Contributors netapp-madkat

Erasure coding is the second method used by StorageGRID to store object data. When StorageGRID matches objects to an ILM rule that is configured to create erasure-coded copies, it slices object data into data fragments, computes additional parity fragments, and stores each fragment on a different Storage Node. When an object is accessed, it is reassembled using the stored fragments. If a data or a parity fragment becomes corrupt or lost, the erasure-coding algorithm can recreate that fragment using a subset of the remaining data and parity fragments.

The following example illustrates the use of an erasure-coding algorithm on an object's data. In this example, the ILM rule uses a 4+2 erasure-coding scheme. Each object is sliced into four equal data fragments, and two parity fragments are computed from the object data. Each of the six fragments is stored on a different node across three data center sites to provide data protection for node failures or site loss.
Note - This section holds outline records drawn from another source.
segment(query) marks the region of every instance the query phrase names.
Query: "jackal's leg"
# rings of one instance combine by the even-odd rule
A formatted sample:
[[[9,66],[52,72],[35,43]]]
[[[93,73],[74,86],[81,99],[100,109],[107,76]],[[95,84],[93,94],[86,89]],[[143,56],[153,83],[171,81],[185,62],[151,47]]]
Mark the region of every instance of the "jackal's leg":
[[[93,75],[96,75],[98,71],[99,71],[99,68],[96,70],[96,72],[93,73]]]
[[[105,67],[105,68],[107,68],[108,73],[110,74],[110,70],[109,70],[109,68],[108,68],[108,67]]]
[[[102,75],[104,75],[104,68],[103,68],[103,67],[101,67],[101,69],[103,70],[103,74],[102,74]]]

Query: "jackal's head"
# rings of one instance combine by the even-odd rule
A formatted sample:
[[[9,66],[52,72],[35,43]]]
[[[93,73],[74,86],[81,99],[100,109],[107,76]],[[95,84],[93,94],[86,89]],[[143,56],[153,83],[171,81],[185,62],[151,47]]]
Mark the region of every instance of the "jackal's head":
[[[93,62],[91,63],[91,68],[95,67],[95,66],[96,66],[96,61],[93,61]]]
Erasure Coding Three Sites 4 Plus 2

The 4+2 erasure-coding scheme requires a minimum of nine Storage Nodes, with three Storage Nodes at each of three different sites. An object can be retrieved as long as any four of the six fragments (data or parity) remain available. Up to two fragments can be lost without loss of the object data. If an entire data center site is lost, the object can still be retrieved or repaired, as long as all of the other fragments remain accessible.

Erasure Coding Recoverable 4 Plus 2

If more than two Storage Nodes are lost, the object is not retrievable.